Even scarier is how this widespread cheating was discovered at a facility— the Y-12 National Security Complex in Oak Ridge, Tennessee—the feds claim has the “most stringent security in the world.” In fact, the compound is often referred to as the “Fort Knox of Uranium.”
A few months ago an 82-year-old Catholic nun along with two other seniors managed to penetrate the facility and go undetected by security for two hours. The nun, a renowned antinuclear activist, and her pals—one 63 and the other 57—were armed with flashlights and bolt cutters. Once inside, the trio of protesters splashed blood around the nuclear complex and hung banners outside its walls.
The shameful breach fueled calls for an internal investigation.

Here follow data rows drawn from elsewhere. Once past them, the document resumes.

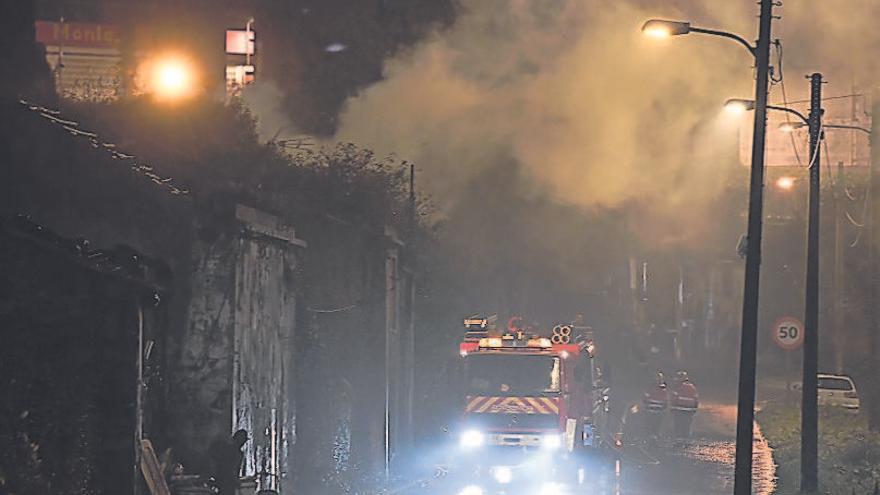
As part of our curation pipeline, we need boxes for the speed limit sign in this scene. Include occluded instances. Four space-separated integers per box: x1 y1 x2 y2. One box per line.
773 316 804 350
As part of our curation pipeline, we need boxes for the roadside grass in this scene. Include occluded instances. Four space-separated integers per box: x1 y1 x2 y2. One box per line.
757 402 880 495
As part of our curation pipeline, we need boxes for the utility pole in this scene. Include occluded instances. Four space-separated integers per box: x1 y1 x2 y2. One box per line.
828 161 854 373
867 88 880 431
733 0 776 495
801 73 822 493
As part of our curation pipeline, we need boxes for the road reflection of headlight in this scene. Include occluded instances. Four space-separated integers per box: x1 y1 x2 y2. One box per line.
458 485 483 495
459 430 483 448
539 483 564 495
492 466 513 485
541 435 562 450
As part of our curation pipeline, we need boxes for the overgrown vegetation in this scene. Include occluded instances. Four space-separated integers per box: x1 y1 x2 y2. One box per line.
758 400 880 495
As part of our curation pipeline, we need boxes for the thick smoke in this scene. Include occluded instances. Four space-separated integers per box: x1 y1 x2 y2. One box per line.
337 0 878 245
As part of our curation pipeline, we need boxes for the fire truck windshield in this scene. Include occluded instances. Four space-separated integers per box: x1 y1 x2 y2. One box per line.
466 354 559 395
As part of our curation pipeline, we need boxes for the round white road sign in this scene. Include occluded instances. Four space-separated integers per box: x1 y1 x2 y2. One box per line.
773 316 804 350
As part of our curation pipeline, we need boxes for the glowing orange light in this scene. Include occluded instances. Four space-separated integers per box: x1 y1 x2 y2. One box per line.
776 176 794 191
138 55 198 101
642 26 672 38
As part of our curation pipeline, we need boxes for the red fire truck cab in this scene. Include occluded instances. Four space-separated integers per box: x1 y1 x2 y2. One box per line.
458 318 608 493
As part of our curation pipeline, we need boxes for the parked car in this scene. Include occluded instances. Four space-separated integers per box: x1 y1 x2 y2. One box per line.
817 373 861 412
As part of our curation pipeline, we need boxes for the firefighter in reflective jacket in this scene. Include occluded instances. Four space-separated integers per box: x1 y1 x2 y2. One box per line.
642 370 668 438
670 371 700 437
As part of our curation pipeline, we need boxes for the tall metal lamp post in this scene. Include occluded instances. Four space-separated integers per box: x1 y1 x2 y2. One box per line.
642 0 775 495
725 73 822 493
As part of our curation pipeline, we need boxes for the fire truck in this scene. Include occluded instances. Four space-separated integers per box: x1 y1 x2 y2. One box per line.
458 317 614 495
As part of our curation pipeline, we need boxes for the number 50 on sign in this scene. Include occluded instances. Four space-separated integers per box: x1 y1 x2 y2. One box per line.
773 316 804 350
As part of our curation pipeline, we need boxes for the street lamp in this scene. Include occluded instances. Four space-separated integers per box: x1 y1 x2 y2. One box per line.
642 19 755 56
776 175 795 191
724 72 823 493
724 98 808 123
779 122 871 136
642 0 776 495
724 98 755 115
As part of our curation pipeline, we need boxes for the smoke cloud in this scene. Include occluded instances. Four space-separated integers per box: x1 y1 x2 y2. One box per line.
336 0 880 242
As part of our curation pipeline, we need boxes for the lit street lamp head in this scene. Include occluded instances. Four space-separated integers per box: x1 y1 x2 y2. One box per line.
139 54 198 102
776 175 794 191
779 122 807 132
642 19 691 38
724 98 755 114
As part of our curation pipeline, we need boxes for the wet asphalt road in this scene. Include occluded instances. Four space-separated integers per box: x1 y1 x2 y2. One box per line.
396 402 774 495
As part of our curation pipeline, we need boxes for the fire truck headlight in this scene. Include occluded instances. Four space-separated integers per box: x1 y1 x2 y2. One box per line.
458 485 483 495
539 483 563 495
541 434 562 450
492 466 513 485
459 430 485 449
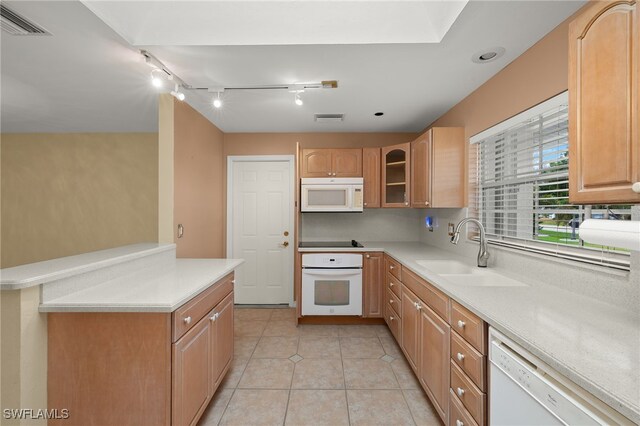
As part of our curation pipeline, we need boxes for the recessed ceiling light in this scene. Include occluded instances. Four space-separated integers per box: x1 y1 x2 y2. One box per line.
471 47 505 64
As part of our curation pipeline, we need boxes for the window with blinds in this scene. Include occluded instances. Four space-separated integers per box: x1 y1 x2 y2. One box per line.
469 92 631 269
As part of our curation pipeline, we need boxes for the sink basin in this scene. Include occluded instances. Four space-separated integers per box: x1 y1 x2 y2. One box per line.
416 260 478 275
441 270 528 287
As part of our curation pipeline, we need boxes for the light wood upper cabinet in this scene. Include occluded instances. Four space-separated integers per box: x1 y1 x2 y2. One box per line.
362 253 385 318
411 127 466 208
411 131 431 208
418 305 451 424
301 148 362 178
381 143 411 207
362 148 381 209
569 1 640 204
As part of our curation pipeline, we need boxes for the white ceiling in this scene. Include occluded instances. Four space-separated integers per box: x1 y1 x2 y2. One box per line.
83 0 467 46
0 0 584 132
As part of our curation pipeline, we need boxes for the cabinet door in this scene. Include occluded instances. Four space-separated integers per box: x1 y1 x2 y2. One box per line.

After all, the Y-12 National Security Complex is the country’s main storage facility for bomb-grade uranium and it makes uranium parts for every warhead in the U.S. nuclear arsenal. Old weapons are also dismantled at the compound, which claims to “maintain the safety, security and effectiveness of the U.S. nuclear weapons stockpile.”
The Department of Energy (DOE) is responsible for managing the Y-12 lab’s operations and for keeping it secure. Besides having a sophisticated $500 million security system that includes high-tech cameras and sensors, the compound has a substantial staff of guards and the property is surrounded by huge security towers and special fences.
A few days ago the DOE Inspector General revealed in a report that the guard force at the Tennessee lab is compromised because officers and supervisors share advance copies of test materials. That means the guards aren’t necessarily qualified to do this delicate job of protecting the compound. Even worse is that the advance test copies came from a DOE official, the report says, and that the cheating has been going on for years and isn’t necessarily limited to the Oak Ridge facility.
Circulating copies of key tests in advance to the contractor and employees responsible for ensuring that such a vital site is adequately protected against terrorism was “inexplicable and inexcusable,” the DOE’s inspector general found. “Security of the Nation’s most sensitive nuclear material storage and processing facilities must not be left to chance.”